Once again, the organization has provided a useful weapon for emerging markets to battle protectionism from rich countries in goods where they have a comparative advantage. It represents their best way to push aside hurdles to their economic development.
The US and European Union (EU) protectionism against emerging market commodity production is long-standing and considerable. In ethanol, the US imposes a tariff of 54 cents a gallon, while subsidizing domestic production by 51 cents a gallon. That makes no sense, when producing ethanol from Brazilian sugar cane is eight times as energy efficient and correspondingly ecologically superior, resulting in substantially lower overall production costs. Similarly, the US protection of domestic sugar producers bars Caribbean countries and others with lower labour costs and more favourable climates from competing in that market.
In cotton, not only is the US rendered artificially competitive with Brazil in the world market, with 27 million tonnes (mt) of exports compared with Brazil’s 35mt, but lower-cost producers in Africa are prevented from competing effectively. All three programmes benefit high-cost US agriculture. They are costly to US taxpayers and consumers, and especially to lower-cost emerging market competitors.
The Doha round of trade talks was supposed to change this. However, the US and the EU offered only modest reductions in agricultural subsidies, so Brazil and India remained recalcitrant on the intellectual property liberalization that the the US wanted. The WTO thus remains the only forum through which developing countries can hope to open western markets to their exports.

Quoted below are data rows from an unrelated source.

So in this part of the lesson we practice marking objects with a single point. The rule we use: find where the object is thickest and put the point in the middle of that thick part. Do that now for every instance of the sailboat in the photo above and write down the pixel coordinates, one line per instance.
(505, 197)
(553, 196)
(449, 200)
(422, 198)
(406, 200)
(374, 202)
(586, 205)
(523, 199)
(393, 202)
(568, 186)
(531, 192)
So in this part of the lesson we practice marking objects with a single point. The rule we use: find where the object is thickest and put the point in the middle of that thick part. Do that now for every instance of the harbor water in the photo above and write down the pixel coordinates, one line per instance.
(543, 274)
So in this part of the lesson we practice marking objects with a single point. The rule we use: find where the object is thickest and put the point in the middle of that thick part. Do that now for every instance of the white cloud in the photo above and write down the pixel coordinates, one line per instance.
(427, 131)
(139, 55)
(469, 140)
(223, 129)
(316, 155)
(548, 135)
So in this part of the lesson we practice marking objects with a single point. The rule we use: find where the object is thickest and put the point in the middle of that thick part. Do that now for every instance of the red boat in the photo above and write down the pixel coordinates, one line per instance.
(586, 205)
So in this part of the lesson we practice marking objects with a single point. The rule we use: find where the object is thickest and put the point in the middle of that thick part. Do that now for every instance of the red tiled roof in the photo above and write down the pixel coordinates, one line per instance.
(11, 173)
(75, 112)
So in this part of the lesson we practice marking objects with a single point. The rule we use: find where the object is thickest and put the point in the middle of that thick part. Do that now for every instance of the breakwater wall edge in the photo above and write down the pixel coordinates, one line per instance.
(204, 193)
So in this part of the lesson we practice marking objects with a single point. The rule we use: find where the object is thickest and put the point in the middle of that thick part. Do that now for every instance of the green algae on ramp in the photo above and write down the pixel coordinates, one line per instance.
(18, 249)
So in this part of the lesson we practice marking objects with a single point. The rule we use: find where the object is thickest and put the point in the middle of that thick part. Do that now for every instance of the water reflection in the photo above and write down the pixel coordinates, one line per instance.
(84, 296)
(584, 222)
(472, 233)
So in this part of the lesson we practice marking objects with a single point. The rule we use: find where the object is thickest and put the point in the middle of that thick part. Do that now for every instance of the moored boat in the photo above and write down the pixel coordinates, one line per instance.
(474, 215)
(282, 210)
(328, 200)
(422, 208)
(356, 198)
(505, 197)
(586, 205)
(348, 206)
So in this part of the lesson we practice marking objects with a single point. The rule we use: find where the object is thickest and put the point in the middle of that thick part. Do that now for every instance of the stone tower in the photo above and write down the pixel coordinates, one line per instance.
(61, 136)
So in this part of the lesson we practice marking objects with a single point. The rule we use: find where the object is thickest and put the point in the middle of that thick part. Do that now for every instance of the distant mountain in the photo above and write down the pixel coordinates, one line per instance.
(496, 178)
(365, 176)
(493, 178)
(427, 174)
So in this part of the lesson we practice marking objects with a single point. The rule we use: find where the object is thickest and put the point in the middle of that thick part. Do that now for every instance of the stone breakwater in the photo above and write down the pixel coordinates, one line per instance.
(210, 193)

Rapid recent increases in commodities prices should have brought fast growth to many such countries, diversifying their economies sufficiently to achieve self-sustaining development. This has been blocked by western subsidies, tariffs and restrictions. Studies have questioned the economic value of the World Bank and IMF lending, but the value to emerging markets of open export markets is unquestionable. The WTO should be their favourite development agency.